Just finished reading
William Taubman's Gorbachev. It's a good book, as a winner of the Pulitzer should be. The focus is, of course, on political history. I don't remember any great surprises that weren't fairly clear in the newspapers of the time, except for the closeness of Mikhail and his wife and family. Yes, he faced a lot of opposition over the years, from both liberals who wanted to go further and differently and conservatives who didn't want to change the system in which they had prospered. Yes, he maneuvered back and forth first to rise to power and then to maintain his power while trying to move the country towards his goals, which turned out to be a liberal social democracy (though that seems to have been a post facto realization.
Taubman writes well, seems to have interviewed those Soviet figures still living, and doesn't force his conclusions. He reports differing assessments from friends and foes, including a number of people who began as allies and ended disappointed and disaffected.
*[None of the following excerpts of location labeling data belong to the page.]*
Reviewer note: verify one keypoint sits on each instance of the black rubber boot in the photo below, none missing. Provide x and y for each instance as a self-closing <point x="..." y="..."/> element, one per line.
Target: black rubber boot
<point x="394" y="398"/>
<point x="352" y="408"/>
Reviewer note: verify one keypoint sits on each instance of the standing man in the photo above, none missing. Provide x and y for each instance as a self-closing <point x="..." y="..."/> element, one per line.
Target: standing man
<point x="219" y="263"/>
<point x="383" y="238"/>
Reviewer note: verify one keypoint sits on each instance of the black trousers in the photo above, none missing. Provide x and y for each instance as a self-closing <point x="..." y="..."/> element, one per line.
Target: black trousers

I, as I suspect most American readers would be, was most interested in his foreign policy and dealings with other world leaders. He got on well with his counterparts, from Thatcher and Reagan, Mitterand and Kohl, to Bush. The glimpse of Thatcher through Soviet eyes was particularly interesting. Taubman's assessment of the Bush approach to Gorbachev is mixed: Bush's personality and upbringing meant he eased Gorbachev's way, but it also meant he perhaps missed a chance to push events in a better direction, one which might have averted our current state of hostility between Russia and the U.S., but who knows?